Nose Wayne October 27, 2012 at 10:57 PM
Didn't we learn from Irene, YES WE DID !!!!! Why don't they DRAIN Pompton Lakes and LOWER the water supplies. With this amount of rain expected, they will ALL fill up again. 5 feet is not going to do a DAM thing,OPEN THE GATES AND LEAVE THEM OPEN !!!!!!
The Thorn October 28, 2012 at 12:20 AM
What about the dam up in Arden, NY that was suppose to be open 3' feet but dropped 12' during Irene. Who is responsible for the Arden dam?
Steve October 28, 2012 at 01:55 AM
Again - just 5 feet? Automatic control?
Nose Wayne October 28, 2012 at 02:03 AM
KEEP THE GATES OPEN !!!!! Guess they don't care what people tell them. Thank you Scott. Keep after these idiots !!!!!!
joe October 28, 2012 at 02:59 AM
KEEP THE DAM GATES O P E N ! CLOSING THEM DOES ABSOLUTELY NOTHING TO RELIEVE THE FLOODING, SINCE THE WATER SIMPLY BUILDS BACK UP BEHING THE DAM GATES! Check out this web site to see that once the DAM GAtes are closed the water builds back up to it's original height and higher! http://waterdata.usgs.gov/nj/nwis/uv?cb_00065=on&format=html&period=&begin_date=2012-10-26&end_date=2012-11-03&site_no=01387998 just hit GO to get updated into on height of the water behing the DAM gates.

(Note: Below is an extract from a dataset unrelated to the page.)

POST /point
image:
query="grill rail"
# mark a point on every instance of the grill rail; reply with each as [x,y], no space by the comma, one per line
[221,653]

Nose Wayne October 28, 2012 at 03:29 AM
Channel 2 News was just live on Hamburg Turnpike and the gates were BARELY OPEN !!!!! They closed them again. Water is backing right up to where it was. They didn't even lower it 5 feet like they said they would. LIES,LIES,LIES !!!!!!! Can't wait to hear this EXCUSE ? GOD BLESS US ALL !!!!!!

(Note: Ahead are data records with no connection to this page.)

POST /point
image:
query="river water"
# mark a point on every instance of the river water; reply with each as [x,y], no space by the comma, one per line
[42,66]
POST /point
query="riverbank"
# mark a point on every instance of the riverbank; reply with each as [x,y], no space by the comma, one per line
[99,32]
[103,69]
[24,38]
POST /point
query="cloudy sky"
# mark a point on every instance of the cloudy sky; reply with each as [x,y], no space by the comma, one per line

Steve October 28, 2012 at 04:25 AM
YGBFKM October 28, 2012 at 11:18 AM
Sandy Fantau October 28, 2012 at 02:32 PM
The Boonton, Charlottesburg, and Wanaque reservoirs will also be allowed to drain, Rumana said. Just checked the level of the Wanague. It still has not been lowered
Scondo October 30, 2012 at 09:52 AM
Wanaque was at 60 percent capacity at end of August , today it was at 70 percent, so it was not in need of lowering, as it already was well down. If it is already low it does not need to be dropped. Rain from this storm was not all that great.
Heather Butler December 26, 2012 at 04:35 AM
Any chance you still want to pursue this?
guest May 29, 2013 at 08:52 PM
The problem is not the Pompton Lakes Dam. the problem is further upstream - the much larger Wanaque Reservoir. This reservoir was at 100% capacity when Huricane Irene hit, as well as during 3 other major storms in 2011 that cacuse serious flood damage that year. Common sense dictates you draw down a reservoir prior to a storm to help hold back flood waters. Instead in NJ the Wanaque South and Two Bridges pump stations pump dirty polluted water out of the Pompton river, back upstream to the formerly pristine Wanaque Reservoir, destroying its capacity as a flood control reservoir, all in the name of maximizing the water supply for unending sprawl/growth, and no lawn watering bans in lower NJ. NJ DEP, which controls tha the Wanaque Reservoir, was (is?) deliberately/knowingly mismanaging the Pompton/Passaic watershed since the 1980's. Irene finally caught them with them with their pants round their ankles. why? because they are exempt from being sued. because they know FEMA will bail them out, no matter how much flood damage they cause. and maybe even because 'they' can take an abadoned flood ravaged property for pennies on the dollar, fix the flooding problem they caused, then turn around and sell the rehabilitated property for a tidy profit???